9.

335 61 3
                                    

Aunque la cama fuera cómoda —más cómoda de lo que recordaba que una cama podía ser, pues hacía tiempo ya que no dormía en una que pudiera llamar propia—, eran las cuatro de la mañana y Abril no podía pegar un ojo. Aquella habitación era suya, pero se sentía en el cuarto de huéspedes. Al menos su nuevo compañero no había entrado con un hacha a cortarla en pedacitos, como temía su hermana mayor. Todo era silencioso, más allá de algún ocasional motor de un automóvil o motocicleta en movimiento. Rio por lo bajo al imaginar que lo más probable fuera que Marco estuviera en la misma situación: sin poder dormir, preguntándose si ella pretendía atacarlo con un elemento corto-punzante en el momento en que se durmiera.

Cuando dieron las cinco de la madrugada, se resignó. Aún estaba desempleada, dormiría cuando el dueño de casa estuviera trabajando. Sin quitarse el pijama —una remera gigante de hombre con mangas largas— y sin acomodar el desordenado rodete encima de su cabeza, se asomó al living, saliendo de puntillas para no despertar al bello durmiente. Investigó los gabinetes de la cocina, admirando lo pulcro y ordenado que tenía todo. Incluso había frascos etiquetados.

—Vaya —dijo para sí—, para todas las que dicen que los hombres son puercos...

Tenía una colección de té interesante, pero era evidente que no bebía nada de ella, porque todo estaba intacto... y porque había una cafetera de restaurante sobre la mesada, con todos sus accesorios haciendo juego. Eligió una mezcla de hierbas que olía bien sin prestarle demasiada atención a los componentes y tomó una taza. Mientras se calentaba el agua, se asomó a la puerta vidriada, cruzando el living, y observó un balcón de decente tamaño, con una mesa y dos sillas que pedían a gritos un trapo. Si bien estaba barrido, no era difícil adivinar que no se usaba para nada.

Volvió a la cocina para servirse el té, procurando no golpearse con ningún mueble. Mientras volcaba el agua en la taza, la puerta de Marco se abrió.

—¡Pero si no me llevé nada puesto! —exclamó en voz baja, levantando las manos con expresión consternada.

—Buen día —saludó el, sorprendido—. No creí que te levantaras tan temprano.

Ella sonrió algo incómoda. Una luz grisácea bañaba todo el departamento, pues estaba amaneciendo.

—No pude dormir —contestó ella, a lo que él asintió, para dar lugar a un largo silencio—. Te ofrecería un café, pero no sé qué clase de hechizo vudú hay que hacer para sacar uno de la máquina —añadió para cortar el silencio que se había instalado, pues no soportaba mucho la tensión.

—No te preocupes —respondió—, ¿quieres desayuno? —ella negó con la cabeza, ya que no sabía a qué llamaba él "desayuno".

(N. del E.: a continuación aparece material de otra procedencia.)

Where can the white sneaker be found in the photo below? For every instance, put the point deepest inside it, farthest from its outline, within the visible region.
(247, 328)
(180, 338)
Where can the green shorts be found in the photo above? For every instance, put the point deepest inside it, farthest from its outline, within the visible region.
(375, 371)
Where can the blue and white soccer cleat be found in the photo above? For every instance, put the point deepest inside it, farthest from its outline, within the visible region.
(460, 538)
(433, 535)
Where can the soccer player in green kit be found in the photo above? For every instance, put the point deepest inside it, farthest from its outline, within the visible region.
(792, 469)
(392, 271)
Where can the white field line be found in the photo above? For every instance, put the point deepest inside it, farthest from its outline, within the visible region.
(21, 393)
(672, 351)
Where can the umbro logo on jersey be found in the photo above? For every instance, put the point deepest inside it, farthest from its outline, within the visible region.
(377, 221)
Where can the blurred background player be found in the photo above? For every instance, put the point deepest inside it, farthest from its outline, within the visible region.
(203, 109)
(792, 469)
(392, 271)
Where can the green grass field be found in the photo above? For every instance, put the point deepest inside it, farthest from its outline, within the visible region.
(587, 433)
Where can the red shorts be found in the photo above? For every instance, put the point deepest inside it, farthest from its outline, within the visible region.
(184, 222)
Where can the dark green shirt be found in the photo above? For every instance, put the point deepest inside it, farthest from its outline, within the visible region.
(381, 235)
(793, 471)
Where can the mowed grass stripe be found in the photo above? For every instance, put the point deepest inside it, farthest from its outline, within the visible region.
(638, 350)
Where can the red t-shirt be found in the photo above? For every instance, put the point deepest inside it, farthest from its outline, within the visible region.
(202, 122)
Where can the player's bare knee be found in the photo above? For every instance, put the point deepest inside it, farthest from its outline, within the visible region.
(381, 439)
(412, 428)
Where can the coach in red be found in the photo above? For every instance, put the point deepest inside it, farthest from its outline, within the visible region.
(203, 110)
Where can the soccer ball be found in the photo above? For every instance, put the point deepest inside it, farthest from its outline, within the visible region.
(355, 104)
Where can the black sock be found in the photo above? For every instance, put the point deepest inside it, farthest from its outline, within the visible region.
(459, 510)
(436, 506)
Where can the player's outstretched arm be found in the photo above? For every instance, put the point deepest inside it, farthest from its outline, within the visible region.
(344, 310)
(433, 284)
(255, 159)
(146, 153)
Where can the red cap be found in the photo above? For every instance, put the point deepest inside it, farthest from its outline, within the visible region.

Marco, sacudiéndose el sentimiento embarazoso, se dispuso a cocinarse un par de claras revueltas, a cortar un aguacate a la mitad y a llenar de frutas la licuadora.

Abril sorbía su té observando todo con extremo detalle, apoyada contra la isla.

—¿Estás haciendo el desayuno para todo el edificio? —preguntó con las cejas arqueadas, mientras se licuaba el preparado, que además de frutas tenía semillas y polvo proteico, por lo que ella pudo adivinar.

Sonrió de inmediato, al ver que la expresión de Marco no se decidía entre reír y tomárselo a ofensa. Aquello ayudó, porque el muchacho devolvió la sonrisa.

—Ahora voy a entrenar por hora y media, luego vuelvo a desayunar. Si cualquier cosita te sorprende, vivirás con la boca abierta en nuestra convivencia, cariño —bromeó.

Abril no pudo evitar que su rostro se contorsionara en una feliz cara de sorpresa. No recordaba hasta ese momento que Marco le hubiera hecho un chiste. No se le ocurría nada astuto para decir, lo cual lamentaba, pues le habría gustado continuar con ese pingpong.